Тяжело приходилось и врачу. Несмотря на то что он подвесил бутыли с настойками и микстурами так, чтобы уберечь их от холода, они все-таки промерзли. Уксус, масло и вино, хранившиеся дома в маленьких бочонках, тоже замерзли.
15 марта одному из нас почудился олень; матрос с двумя-тремя товарищами попросил разрешения пойти на охоту. Я отпустил их. К вечеру охотники возвратились совсем обессилевшие от холода, с язвами величиной с орех на ступнях и голенях. Даже спустя две недели они не могли прийти в то состояние, в котором находились до охоты, хотя и его нельзя было назвать блестящим.
26 марта еще трое выразили желание попытать счастья, но возвратились в еще худшем состоянии, почти одеревенев от мороза.

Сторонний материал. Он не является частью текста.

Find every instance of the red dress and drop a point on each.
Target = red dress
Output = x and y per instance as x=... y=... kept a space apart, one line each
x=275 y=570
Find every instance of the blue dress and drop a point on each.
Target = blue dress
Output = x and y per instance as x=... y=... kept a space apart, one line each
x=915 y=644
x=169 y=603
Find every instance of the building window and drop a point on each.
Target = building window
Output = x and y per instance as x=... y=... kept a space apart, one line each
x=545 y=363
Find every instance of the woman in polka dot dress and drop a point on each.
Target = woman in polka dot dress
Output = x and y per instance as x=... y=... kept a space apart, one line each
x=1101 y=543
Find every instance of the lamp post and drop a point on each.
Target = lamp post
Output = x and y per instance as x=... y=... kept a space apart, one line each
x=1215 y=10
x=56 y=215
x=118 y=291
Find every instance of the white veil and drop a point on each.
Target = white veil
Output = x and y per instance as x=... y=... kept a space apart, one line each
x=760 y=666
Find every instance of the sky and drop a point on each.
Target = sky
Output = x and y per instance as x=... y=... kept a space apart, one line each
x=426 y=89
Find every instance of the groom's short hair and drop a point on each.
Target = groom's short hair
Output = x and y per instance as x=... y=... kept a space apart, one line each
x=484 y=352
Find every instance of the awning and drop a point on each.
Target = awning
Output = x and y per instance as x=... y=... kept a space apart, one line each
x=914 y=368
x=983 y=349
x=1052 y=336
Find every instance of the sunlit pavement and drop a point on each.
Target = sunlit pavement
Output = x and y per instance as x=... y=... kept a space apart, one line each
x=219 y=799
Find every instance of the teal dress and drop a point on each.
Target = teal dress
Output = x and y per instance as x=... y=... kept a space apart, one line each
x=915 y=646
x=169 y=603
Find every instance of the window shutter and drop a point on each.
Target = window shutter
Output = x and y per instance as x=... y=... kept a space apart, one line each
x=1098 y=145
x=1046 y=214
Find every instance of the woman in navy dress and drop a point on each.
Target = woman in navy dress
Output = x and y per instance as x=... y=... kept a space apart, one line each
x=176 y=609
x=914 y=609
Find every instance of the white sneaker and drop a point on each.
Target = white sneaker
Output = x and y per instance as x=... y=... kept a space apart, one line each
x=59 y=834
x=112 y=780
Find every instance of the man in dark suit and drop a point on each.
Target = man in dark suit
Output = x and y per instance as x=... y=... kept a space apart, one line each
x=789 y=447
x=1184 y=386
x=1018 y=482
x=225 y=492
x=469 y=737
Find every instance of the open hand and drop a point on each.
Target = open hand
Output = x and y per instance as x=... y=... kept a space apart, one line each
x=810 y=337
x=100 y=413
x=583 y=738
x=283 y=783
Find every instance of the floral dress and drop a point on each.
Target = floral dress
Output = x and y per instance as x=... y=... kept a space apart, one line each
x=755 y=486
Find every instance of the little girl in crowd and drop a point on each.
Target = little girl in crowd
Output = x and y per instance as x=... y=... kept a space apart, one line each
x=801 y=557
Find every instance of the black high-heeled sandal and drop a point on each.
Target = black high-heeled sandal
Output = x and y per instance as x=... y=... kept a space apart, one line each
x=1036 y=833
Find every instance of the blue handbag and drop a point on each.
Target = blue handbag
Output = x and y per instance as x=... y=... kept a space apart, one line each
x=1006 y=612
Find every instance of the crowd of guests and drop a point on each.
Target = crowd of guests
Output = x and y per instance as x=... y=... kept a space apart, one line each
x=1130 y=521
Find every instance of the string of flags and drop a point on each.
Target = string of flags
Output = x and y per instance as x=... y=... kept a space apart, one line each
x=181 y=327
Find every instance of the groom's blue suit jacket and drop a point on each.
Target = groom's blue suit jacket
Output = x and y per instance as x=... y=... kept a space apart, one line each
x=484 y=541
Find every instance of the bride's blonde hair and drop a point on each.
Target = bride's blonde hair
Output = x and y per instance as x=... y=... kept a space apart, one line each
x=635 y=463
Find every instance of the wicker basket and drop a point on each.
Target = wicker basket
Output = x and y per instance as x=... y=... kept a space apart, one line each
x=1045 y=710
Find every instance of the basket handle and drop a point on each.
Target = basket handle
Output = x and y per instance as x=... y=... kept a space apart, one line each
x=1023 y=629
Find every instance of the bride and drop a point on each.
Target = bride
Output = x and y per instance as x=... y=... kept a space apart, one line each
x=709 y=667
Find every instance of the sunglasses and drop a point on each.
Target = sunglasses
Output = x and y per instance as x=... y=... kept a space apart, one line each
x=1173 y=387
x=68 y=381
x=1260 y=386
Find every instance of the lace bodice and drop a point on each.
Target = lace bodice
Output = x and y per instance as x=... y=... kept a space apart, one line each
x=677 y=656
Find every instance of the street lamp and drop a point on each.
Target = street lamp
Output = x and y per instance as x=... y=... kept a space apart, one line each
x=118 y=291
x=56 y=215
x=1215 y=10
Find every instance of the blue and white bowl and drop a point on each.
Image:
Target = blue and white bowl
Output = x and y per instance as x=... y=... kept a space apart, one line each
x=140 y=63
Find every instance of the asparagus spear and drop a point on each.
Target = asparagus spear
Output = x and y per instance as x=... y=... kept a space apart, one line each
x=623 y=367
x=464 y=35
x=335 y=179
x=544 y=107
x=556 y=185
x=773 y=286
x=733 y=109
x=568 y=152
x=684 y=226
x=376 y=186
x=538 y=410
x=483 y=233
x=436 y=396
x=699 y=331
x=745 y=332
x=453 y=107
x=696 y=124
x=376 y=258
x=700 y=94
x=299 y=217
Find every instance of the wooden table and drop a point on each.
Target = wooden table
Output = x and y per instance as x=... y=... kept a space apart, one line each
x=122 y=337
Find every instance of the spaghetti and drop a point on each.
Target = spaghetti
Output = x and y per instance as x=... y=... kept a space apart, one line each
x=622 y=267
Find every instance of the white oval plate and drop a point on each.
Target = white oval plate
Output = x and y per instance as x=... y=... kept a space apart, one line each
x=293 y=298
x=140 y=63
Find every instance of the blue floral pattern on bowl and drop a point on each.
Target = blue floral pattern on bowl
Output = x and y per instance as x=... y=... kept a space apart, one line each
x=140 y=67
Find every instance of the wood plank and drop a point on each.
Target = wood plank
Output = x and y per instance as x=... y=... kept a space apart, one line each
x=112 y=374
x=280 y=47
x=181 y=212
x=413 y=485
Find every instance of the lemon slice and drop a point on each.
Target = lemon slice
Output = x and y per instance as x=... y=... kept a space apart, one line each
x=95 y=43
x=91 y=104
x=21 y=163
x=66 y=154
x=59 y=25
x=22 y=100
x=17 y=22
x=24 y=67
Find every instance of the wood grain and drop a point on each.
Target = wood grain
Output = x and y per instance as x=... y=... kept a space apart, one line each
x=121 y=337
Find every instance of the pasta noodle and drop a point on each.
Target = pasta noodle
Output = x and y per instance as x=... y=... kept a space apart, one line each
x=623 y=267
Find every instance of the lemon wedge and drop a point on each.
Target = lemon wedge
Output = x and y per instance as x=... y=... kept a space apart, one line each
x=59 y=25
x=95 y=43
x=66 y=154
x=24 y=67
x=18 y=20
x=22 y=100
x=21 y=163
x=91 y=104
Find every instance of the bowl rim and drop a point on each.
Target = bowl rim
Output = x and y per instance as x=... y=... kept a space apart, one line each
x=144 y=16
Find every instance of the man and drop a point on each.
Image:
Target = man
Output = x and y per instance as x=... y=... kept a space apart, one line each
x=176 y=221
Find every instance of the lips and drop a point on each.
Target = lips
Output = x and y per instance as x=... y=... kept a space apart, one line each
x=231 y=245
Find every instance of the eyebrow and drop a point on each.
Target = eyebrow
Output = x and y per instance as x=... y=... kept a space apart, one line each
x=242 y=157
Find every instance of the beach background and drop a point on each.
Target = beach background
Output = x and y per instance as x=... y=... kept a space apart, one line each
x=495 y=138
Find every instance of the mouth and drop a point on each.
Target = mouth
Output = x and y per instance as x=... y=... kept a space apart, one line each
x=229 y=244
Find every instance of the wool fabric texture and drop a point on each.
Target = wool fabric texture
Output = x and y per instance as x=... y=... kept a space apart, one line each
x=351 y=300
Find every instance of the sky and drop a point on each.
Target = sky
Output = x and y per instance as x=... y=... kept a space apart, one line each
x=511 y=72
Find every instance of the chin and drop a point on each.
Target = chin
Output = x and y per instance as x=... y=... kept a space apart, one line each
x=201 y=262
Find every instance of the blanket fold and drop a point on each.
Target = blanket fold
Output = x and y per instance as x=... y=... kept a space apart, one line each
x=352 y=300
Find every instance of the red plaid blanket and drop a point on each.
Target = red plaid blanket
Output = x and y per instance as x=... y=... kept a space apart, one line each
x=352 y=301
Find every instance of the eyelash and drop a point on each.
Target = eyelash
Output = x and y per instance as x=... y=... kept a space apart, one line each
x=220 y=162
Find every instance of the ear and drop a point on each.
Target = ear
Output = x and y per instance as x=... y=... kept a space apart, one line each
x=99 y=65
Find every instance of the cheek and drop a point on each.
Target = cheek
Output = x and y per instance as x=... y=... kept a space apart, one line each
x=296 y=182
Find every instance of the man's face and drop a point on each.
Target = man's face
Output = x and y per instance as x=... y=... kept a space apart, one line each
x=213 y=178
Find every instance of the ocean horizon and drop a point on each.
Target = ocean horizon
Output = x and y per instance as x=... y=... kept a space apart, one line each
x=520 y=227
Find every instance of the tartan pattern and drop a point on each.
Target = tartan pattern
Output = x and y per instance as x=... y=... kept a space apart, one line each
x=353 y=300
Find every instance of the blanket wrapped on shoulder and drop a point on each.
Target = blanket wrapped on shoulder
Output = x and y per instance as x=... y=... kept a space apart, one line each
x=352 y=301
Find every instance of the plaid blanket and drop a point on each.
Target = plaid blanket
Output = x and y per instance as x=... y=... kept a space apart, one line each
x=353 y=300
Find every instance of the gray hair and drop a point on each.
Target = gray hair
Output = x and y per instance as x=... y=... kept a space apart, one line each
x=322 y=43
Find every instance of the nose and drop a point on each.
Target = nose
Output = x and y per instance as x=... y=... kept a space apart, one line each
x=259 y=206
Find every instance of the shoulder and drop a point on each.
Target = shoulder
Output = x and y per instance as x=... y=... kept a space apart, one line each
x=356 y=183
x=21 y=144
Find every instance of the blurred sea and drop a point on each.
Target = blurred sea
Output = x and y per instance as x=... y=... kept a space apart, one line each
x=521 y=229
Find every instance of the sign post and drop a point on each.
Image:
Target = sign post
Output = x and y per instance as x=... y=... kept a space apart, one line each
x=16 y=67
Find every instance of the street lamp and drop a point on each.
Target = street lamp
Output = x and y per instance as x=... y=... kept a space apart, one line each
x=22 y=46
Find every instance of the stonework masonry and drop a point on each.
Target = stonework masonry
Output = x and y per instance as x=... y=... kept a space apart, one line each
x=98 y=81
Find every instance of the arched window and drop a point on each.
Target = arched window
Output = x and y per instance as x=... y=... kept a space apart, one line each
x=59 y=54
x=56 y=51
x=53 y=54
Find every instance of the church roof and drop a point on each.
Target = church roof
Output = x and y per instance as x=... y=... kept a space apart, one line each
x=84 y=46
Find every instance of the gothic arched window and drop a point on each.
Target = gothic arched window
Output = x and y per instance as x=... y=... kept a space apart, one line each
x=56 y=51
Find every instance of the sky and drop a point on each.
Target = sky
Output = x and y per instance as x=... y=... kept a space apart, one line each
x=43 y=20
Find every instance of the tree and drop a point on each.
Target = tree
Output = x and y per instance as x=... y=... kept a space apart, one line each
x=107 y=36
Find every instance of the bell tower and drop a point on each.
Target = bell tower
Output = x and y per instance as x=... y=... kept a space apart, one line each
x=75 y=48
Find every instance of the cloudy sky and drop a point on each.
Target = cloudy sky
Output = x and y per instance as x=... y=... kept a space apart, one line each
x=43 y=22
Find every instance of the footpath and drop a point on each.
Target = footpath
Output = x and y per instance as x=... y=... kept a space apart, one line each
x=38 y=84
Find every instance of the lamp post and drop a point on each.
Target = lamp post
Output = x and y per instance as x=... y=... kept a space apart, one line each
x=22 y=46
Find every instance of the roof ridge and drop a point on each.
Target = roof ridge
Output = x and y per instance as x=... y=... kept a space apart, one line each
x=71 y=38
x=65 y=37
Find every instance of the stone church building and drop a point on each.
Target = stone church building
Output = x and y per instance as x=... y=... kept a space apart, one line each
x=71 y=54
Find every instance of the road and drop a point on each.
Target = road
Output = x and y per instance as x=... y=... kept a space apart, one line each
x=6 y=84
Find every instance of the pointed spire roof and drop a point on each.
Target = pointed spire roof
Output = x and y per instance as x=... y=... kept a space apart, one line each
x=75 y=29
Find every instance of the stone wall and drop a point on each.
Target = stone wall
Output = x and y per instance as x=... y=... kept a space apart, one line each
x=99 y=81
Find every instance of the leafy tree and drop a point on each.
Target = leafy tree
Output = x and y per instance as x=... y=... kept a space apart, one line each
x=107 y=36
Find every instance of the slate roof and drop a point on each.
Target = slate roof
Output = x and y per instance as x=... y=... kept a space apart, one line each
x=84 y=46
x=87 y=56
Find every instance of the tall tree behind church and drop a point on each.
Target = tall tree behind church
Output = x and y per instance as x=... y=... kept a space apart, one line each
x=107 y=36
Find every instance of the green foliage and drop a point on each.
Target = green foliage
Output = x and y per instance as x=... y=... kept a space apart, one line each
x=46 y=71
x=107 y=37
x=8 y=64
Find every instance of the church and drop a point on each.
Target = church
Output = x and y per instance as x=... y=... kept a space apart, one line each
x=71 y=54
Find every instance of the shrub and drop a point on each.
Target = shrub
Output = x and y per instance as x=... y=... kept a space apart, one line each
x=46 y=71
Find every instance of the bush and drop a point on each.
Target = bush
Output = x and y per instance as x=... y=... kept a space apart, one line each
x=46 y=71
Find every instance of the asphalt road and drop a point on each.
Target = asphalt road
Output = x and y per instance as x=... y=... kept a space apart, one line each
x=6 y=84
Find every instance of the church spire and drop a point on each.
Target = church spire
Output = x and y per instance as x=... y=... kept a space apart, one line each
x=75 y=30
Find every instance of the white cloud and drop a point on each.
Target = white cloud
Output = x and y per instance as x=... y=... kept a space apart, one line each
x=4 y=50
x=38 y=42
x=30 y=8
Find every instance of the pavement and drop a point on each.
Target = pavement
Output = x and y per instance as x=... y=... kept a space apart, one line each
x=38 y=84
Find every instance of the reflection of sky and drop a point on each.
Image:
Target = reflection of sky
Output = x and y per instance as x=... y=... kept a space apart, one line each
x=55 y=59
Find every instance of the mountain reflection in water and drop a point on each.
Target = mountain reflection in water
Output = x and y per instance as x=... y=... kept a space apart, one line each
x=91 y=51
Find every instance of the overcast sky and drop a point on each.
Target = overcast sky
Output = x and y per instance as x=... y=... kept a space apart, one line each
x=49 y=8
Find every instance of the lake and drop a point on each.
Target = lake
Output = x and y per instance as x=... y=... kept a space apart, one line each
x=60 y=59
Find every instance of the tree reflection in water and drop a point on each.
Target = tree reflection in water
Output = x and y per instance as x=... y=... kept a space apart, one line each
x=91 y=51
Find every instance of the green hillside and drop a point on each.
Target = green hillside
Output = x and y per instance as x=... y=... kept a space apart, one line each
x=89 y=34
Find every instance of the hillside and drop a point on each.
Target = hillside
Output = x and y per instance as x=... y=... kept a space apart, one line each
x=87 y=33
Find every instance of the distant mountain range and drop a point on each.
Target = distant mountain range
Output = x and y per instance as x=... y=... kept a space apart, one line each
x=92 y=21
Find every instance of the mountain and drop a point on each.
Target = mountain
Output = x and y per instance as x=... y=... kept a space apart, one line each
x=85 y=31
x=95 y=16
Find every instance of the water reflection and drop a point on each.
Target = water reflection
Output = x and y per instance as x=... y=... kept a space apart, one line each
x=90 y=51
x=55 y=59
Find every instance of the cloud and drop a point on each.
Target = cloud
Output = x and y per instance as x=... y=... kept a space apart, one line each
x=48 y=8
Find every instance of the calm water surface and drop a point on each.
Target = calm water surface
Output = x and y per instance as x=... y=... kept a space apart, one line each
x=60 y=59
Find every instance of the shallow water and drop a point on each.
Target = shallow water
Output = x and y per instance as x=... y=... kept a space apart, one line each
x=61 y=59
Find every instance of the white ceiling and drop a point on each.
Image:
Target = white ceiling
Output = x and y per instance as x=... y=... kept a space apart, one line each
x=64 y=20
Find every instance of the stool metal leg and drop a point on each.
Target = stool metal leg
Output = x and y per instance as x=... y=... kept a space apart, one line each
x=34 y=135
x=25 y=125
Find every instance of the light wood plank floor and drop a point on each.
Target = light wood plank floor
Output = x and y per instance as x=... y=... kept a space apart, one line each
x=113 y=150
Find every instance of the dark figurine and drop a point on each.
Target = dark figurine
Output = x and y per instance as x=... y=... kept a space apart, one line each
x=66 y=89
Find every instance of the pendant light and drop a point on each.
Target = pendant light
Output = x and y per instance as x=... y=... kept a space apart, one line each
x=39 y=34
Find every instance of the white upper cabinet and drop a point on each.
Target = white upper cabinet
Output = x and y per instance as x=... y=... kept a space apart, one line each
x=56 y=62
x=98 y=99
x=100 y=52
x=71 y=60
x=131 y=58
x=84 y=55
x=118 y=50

Короче, весь этот месяц стоял лютый мороз. Преобладал северо-западный ветер, снег был глубоким, как в течение всей зимы. Нам могут заметить: «Но ведь вы же находились в лесу и поэтому могли поддерживать достаточно сильный огонь, чтобы спастись от холода». Это, правда, мы были в лесу и к тому же на южном побережье залива, иначе всем бы нам пришел конец. Но вы не знаете, как трудно добывать дрова даже в лесу, пользуясь теми орудиями, которыми мы располагали. Правда, у плотника было два топора, но один из них пришел в негодность еще перед рождеством, когда мы рубили дрова и складывали их в поленницу у нашего дома. При высадке на берег у нас было два исправных топора, кроме трех, которыми распоряжался бочар. Но за несколько дней у них переломились лопасти в двух дюймах от обуха. Плотничий топор и лучший топор бочара я распорядился спрятать под домом, а две сломанные лопасти вставить в расколотый кусок дерева, а затем как можно туже скрутить каболкой. Такие «топорища» приходилось ежедневно чинить. Вот все режущие орудия, которыми мы располагали. Хуже того, 6 февраля плотник зачем-то вынул свой целый топор и вышел. В его отсутствие один из матросов, неосторожно обращаясь с этим орудием, сломал и его. Нам ничего другого не оставалось, как всячески изворачиваться с имевшимся у нас инструментом. Я распорядился отдать один топор бочара плотнику, а другой — лесорубам, заготовлявшим лес для пинассы, что же касается дров, то для их заготовки оставались два сломанных топора. Все это произошло еще до рождества.